You left out the key word. My PhD is in Science and Mathematics Education, which means I can be a teacher or a district science or math leader, or work at a museum. (When I grow up I want to work at the Exploratorium.) But not since high school have I had the kind of intense struggle with mathematical ideas you need to be a creative mathematician. (Not in high school classes; I spent my Saturdays at Columbia University's Science Honors Program, which was (and still is) this amazing place where they taught you serious college level math and/or science courses; as a math person, I took Group Theory, Number Theory, Hilbert Spaces, Point Set Topology... I'm sure I'm forgetting one. And also I learned to program, in Fortran, using punch cards and getting the results back the following Saturday -- usually just something like "missing comma on line 47.")

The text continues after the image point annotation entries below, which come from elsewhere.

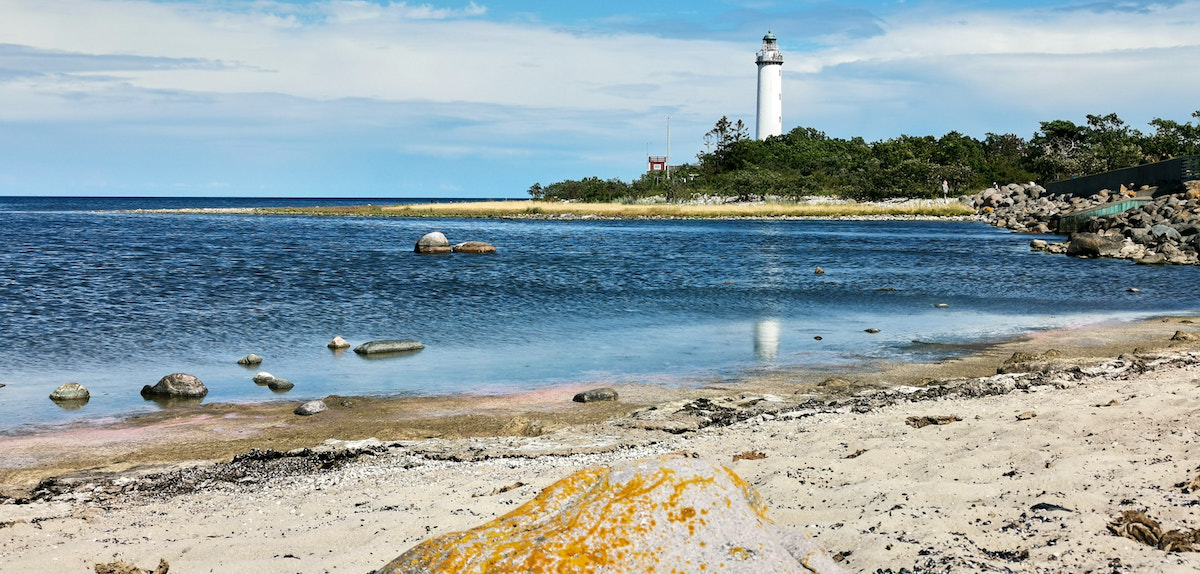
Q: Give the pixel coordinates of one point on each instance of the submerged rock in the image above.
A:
(310, 408)
(432, 243)
(70, 392)
(339, 342)
(389, 346)
(669, 514)
(177, 384)
(1093, 245)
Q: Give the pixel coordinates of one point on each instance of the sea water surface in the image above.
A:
(115, 300)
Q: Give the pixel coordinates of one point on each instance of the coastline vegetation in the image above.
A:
(550, 209)
(808, 162)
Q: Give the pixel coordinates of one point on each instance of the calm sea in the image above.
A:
(117, 300)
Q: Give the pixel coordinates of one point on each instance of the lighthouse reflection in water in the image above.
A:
(766, 339)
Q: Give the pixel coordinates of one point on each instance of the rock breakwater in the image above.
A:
(1162, 227)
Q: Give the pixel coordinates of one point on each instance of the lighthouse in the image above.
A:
(771, 89)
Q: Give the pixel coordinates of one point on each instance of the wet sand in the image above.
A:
(852, 473)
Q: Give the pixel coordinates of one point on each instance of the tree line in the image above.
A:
(808, 162)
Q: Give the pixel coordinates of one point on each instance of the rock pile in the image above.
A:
(1163, 231)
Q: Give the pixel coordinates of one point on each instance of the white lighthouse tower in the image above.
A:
(771, 89)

kinestheticlearning · September 7, 2021, 10:13am

Co-creating the Snap! language, with Jens, you two have successfully revenged to all those "missing commas", as there are no commas (and no semicolons) in Snap!, right?

test19230 · September 7, 2021, 9:39pm

good one

dardoro · September 8, 2021, 11:03pm

I made a distribution diagram

Half of the negative values are discarded.

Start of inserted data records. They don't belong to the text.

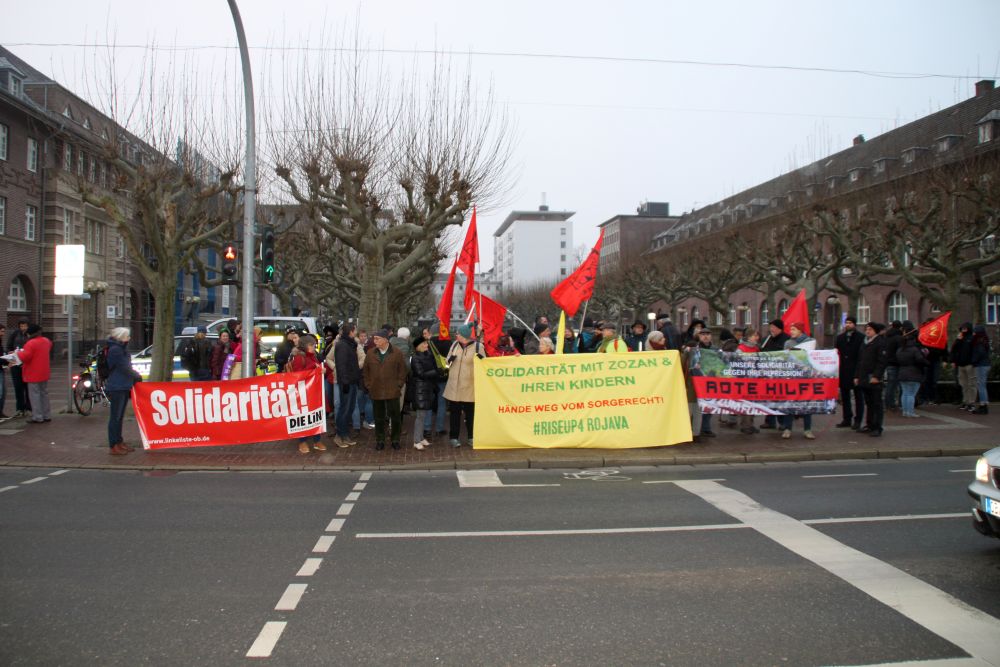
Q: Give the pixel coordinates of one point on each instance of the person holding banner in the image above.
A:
(118, 387)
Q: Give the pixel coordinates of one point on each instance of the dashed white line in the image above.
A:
(268, 637)
(291, 597)
(323, 544)
(849, 474)
(309, 567)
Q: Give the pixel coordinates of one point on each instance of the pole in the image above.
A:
(70, 409)
(249, 200)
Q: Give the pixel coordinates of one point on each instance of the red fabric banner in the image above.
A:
(767, 389)
(798, 311)
(935, 332)
(231, 412)
(468, 258)
(579, 285)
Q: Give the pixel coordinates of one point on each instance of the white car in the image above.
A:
(985, 490)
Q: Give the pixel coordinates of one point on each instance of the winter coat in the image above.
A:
(461, 371)
(35, 357)
(345, 358)
(423, 370)
(385, 375)
(872, 362)
(121, 377)
(848, 346)
(912, 361)
(219, 353)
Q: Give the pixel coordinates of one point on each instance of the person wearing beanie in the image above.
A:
(460, 390)
(36, 372)
(871, 368)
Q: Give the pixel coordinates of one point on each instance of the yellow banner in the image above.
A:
(598, 401)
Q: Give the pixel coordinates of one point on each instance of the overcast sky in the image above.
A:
(602, 133)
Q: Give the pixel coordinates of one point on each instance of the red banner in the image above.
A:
(231, 412)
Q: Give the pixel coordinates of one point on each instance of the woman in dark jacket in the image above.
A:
(912, 364)
(424, 372)
(118, 387)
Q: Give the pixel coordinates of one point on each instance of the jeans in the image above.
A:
(891, 386)
(981, 374)
(383, 408)
(119, 401)
(787, 421)
(909, 396)
(348, 396)
(38, 393)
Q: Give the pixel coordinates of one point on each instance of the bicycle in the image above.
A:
(88, 388)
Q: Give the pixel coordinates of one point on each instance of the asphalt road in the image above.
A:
(853, 562)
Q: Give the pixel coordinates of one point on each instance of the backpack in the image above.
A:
(103, 370)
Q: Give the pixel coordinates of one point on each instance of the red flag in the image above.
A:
(798, 311)
(935, 332)
(444, 308)
(468, 258)
(491, 319)
(579, 285)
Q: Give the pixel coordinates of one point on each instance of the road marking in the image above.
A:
(290, 598)
(543, 533)
(901, 517)
(971, 630)
(848, 474)
(478, 478)
(671, 481)
(268, 637)
(323, 544)
(309, 567)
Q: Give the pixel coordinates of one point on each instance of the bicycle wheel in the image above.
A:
(83, 396)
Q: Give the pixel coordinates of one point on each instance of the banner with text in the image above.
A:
(581, 400)
(231, 412)
(793, 382)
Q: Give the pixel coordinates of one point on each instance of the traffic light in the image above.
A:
(267, 254)
(230, 266)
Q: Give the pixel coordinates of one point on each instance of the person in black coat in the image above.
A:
(852, 399)
(871, 368)
(425, 376)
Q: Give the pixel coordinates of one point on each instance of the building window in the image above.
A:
(863, 311)
(898, 308)
(17, 297)
(30, 216)
(32, 154)
(993, 308)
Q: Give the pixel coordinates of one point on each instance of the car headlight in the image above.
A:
(982, 470)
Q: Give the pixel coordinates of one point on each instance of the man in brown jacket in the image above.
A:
(385, 377)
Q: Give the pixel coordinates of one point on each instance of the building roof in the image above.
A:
(537, 215)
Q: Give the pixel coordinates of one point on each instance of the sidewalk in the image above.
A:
(73, 441)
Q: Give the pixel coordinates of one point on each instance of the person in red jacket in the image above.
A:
(35, 372)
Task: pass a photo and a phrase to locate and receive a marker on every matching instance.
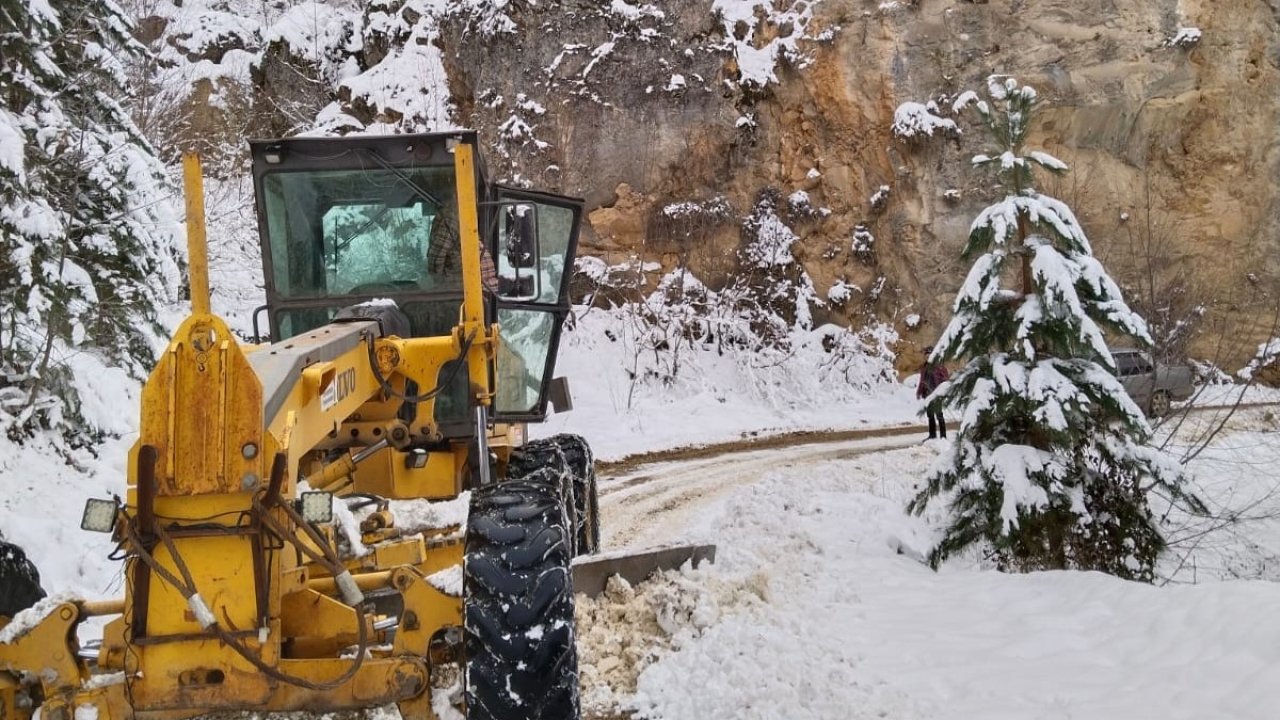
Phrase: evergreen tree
(1050, 469)
(86, 233)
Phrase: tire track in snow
(666, 502)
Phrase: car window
(1124, 365)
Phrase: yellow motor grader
(414, 310)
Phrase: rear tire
(572, 460)
(521, 662)
(19, 580)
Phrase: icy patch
(27, 620)
(915, 119)
(448, 580)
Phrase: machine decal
(338, 390)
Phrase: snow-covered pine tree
(86, 233)
(1050, 469)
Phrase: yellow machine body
(233, 600)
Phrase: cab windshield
(362, 232)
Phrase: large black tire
(19, 580)
(572, 460)
(521, 662)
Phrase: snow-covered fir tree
(1050, 468)
(86, 229)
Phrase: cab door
(535, 238)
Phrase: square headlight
(99, 515)
(318, 506)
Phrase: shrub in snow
(1051, 468)
(86, 233)
(864, 242)
(1264, 365)
(800, 206)
(880, 199)
(841, 292)
(917, 122)
(1184, 37)
(775, 288)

To get proper distribution, procedure "Box-Muller..." must be modified

codegeezer · September 8, 2021, 11:54pm

Very good catch! Many thanks. I see that changing the "semaphore" value in z_1 to blank rather than zero improves the performance. My initial code erred by testing for z_1 > 0 which, now that you call my attention to it, obviously rejects every negative value assigned to z_1, which would be half of all the negative values.

(The Geezer blushes...) Wish I had thought to test my algorithm with a histogram. Glad you did. Excellent example of what the forum is for! I gotta learn how to do that in Snap!

bh · September 9, 2021, 12:47am

There's a simple "Bar Charts" library, and a more complicated "Frequency Distribution Analysis" one. The latter is good for cases in which, for example, you want the buckets to be different sizes, such as [1,10), [10,100), [100,1000), etc.

But probably dardoro just did something akin to

dardoro · September 9, 2021, 1:39am

quick'n'dirty project to collect samples distribution and 2D visualisation: Snap! Build Your Own Blocks

codegeezer · September 9, 2021, 3:16am

Newbie question: what do I do now about the original post? And the project behind it?

My thought is to edit the top-level stuff, so that the project demonstrates a correct block to the reader right away. The initial post should acknowledge the correction.

Asking because I don't know how the forum here likes to handle situations like this. Also bedtime now for me. I'll check here in the morning and proceed as advised. Thanks to all.

bh · September 9, 2021, 4:27am

Sure you're totally allowed and encouraged to update your projects! The convention is to credit people whose code you're using in the project notes (first thing in the file menu inside Snap! itself).

Same for the forum. You're welcome to edit your posts.